Wegen der Parametriermöglichkeiten würde ich mir mal keinen Kopf machen. Bei Servos kann man i.d.R. sowohl die Maximaldrehzahl, als auch ein Abschalten bei Überdrehzahl programmieren.


----------



## Oberchefe (13 Oktober 2007)

Vielleicht haben die was fertiges für Dich?

http://www.zwick.de/

Die haben PC-gesteuerte Systeme mit grafischer Darstellung...


----------



## Larry Laffer (14 Oktober 2007)

Oberchefe schrieb:


> Vielleicht haben die was fertiges für Dich?...


 
Danke für den Vorschlag, aber das "Know-How" müssen (sollten) wir schon selber haben. 
Wir bauen nicht nur solche Teile, sondern auch die Montage-Automaten, die die Teile bauen.
Ich habe auch kein Problem mit der Umsetzung der Mess-/Prüfaufgabe, sondern lediglich mit der Entscheidung, ob der Kraft-Antrieb pneumatisch erfolgt oder mittels eines Servos.

...


----------



## jabba (15 Oktober 2007)

Hallo Larry,

hab mir noch mal ein paar Gedanken gemacht,
kann aber sein das ich auf Grund unzureichender Informationen auf dem Holzweg bin.
Wenn Du so wie ich verstanden habe die eine Seite möglichst konstant belasten willst,  die eigentlich die spätere Belastung auf den Sitz reproduzieren soll, was spricht gegen eine feste Belastung ?
Kann ja sein ihr wollt mehrere Belastungen testen.
Aber ein festes Gewicht was über einen Seilzug an einer Welle zieht,
verhält sich näher am tatsächliche als ein Servo.
Zum einen wäre es deutliche günstiger, und wenn man annimmt die Erdanziehung ist konstant (Naturkatastrophen ausser acht gelassen),
ist die Forderung der Konstanz erklärt.
Zum einlegen oder entlasten, kann das Gewicht dann durch Pneumatik angehoben werden.


----------



## Larry Laffer (15 Oktober 2007)

Hallo Jabba,
deine Gedanken,die du dir gemacht hastm repräsentieren im Großen und Ganzen den aktuellen Prüfaufbau (Gewichte über Seilzug - Entlastung mit pneumatischem Zylinder - Betätigung über Drehmomentschlüssel).

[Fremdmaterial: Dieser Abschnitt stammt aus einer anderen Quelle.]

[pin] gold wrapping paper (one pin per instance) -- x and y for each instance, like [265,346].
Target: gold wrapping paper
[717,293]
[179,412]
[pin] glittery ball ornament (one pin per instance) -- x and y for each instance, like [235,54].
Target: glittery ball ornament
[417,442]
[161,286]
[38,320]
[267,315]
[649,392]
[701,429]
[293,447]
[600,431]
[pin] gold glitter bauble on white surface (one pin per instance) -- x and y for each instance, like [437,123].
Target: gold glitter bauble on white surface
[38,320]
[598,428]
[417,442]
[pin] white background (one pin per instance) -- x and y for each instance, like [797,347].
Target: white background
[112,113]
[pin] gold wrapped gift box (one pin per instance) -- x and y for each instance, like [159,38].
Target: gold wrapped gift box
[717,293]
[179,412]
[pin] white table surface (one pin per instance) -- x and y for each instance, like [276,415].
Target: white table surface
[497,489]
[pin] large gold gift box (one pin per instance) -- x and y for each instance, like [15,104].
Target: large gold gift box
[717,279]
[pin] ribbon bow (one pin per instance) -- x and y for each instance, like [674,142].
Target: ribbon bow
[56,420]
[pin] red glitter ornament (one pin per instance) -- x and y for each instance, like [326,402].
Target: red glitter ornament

Die neue Einrichtung soll in einen neuen Fertigungsautomaten integriert werden und da kann es schon sein, dass man mit den Belastungen spielen können möchte. Ich stehe allerdings nicht mehr 100 %ig hinter der Idee mit einem Servo zu Belasten. Ein Grund für mich ist das thermische Problem, das unweigerlich entstehen wird (alle 4 - 5 Sek. eine Prüfung). Dennoch hat es mich interessiert, herauszufinden was da so machbar ist - Hauptaugenmerk hier: *Erfahrungen
*Meine Alternative zur Zeit (auf wegen der möglichen Wartbarkeit) ist ein pneumatischer Antrieb, über den ich die Kraft genausogut einleiten kann. Damit würden auch unsere Schlosser gut klarkommen.

Interessant ist hier schon, dass du ganz unabhängig von mir, den gleichen Lösungsansatz entwickelt hast. Echt Klasse ...


----------